On July 13, 2006 LFMI issued a press release presenting its evaluation of the programme of the 14th Government of the Republic of Lithuania. According to the Institute, the new programme, entitled “In the name of unity and wellbeing,” envisages too few measures for creating well-being and is rather the agenda of wasting, not creating, welfare.
According to LFMI, the 14th Government continues the tradition to retain much leeway to do what they please because, for example, no commitment to abstain from imposing new taxes have been set among other obligations.
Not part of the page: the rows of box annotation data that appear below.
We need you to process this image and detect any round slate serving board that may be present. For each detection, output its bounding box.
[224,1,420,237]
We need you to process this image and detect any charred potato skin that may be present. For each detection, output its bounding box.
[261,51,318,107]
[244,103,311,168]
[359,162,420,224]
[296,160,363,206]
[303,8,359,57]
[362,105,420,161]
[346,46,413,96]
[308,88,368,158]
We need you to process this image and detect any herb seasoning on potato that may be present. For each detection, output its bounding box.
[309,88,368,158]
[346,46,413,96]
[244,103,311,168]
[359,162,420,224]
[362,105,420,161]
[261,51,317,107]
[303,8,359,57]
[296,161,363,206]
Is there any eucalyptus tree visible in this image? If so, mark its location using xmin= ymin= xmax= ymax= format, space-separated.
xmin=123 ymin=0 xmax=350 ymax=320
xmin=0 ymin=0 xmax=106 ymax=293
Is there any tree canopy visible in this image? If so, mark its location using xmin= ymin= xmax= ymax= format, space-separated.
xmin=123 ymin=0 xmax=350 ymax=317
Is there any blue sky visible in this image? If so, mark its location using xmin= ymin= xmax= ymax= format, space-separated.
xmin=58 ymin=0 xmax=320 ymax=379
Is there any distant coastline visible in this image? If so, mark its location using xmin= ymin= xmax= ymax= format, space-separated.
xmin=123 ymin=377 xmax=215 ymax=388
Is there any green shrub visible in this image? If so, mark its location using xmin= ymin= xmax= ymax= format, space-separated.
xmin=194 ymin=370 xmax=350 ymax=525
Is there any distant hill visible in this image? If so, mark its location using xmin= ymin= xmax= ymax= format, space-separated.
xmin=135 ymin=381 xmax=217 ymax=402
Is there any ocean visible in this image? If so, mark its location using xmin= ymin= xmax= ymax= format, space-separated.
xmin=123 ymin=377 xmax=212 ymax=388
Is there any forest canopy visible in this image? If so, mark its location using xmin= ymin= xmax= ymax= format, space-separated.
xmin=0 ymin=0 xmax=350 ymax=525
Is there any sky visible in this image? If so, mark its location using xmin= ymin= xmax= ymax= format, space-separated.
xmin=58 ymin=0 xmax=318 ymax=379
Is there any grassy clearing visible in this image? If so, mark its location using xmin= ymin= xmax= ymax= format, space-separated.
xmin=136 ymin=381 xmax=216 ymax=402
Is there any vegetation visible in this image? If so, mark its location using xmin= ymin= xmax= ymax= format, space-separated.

LFMI also pointed that the Government has not distinguished, among the most acute economic problems, Lithuania’s lagging competitiveness and diminishing investments, rampant and inefficient bureaucracies, overly meticulous and complicated regulation, inefficiency in running public sectors, and scandalous constrains in the land market.
LFMI voiced regrets that references to lowering taxes or crucial structural reforms are very vague and not concrete. For instance, a reduction of the personal income tax to 20 percent was listed with a phrase “if financial circumstances are favourable.”
Policy analysts also highlighted that the new Government plans to retain the state’s too active role in the market. In addition, the programme has been compiled with a view to distributing the welfare today, instead of proposing serious solutions to long-standing problems.
LFMI expressed a belief that the 14th Government would find ways to implement its agenda so that the welfare was created, not wasted.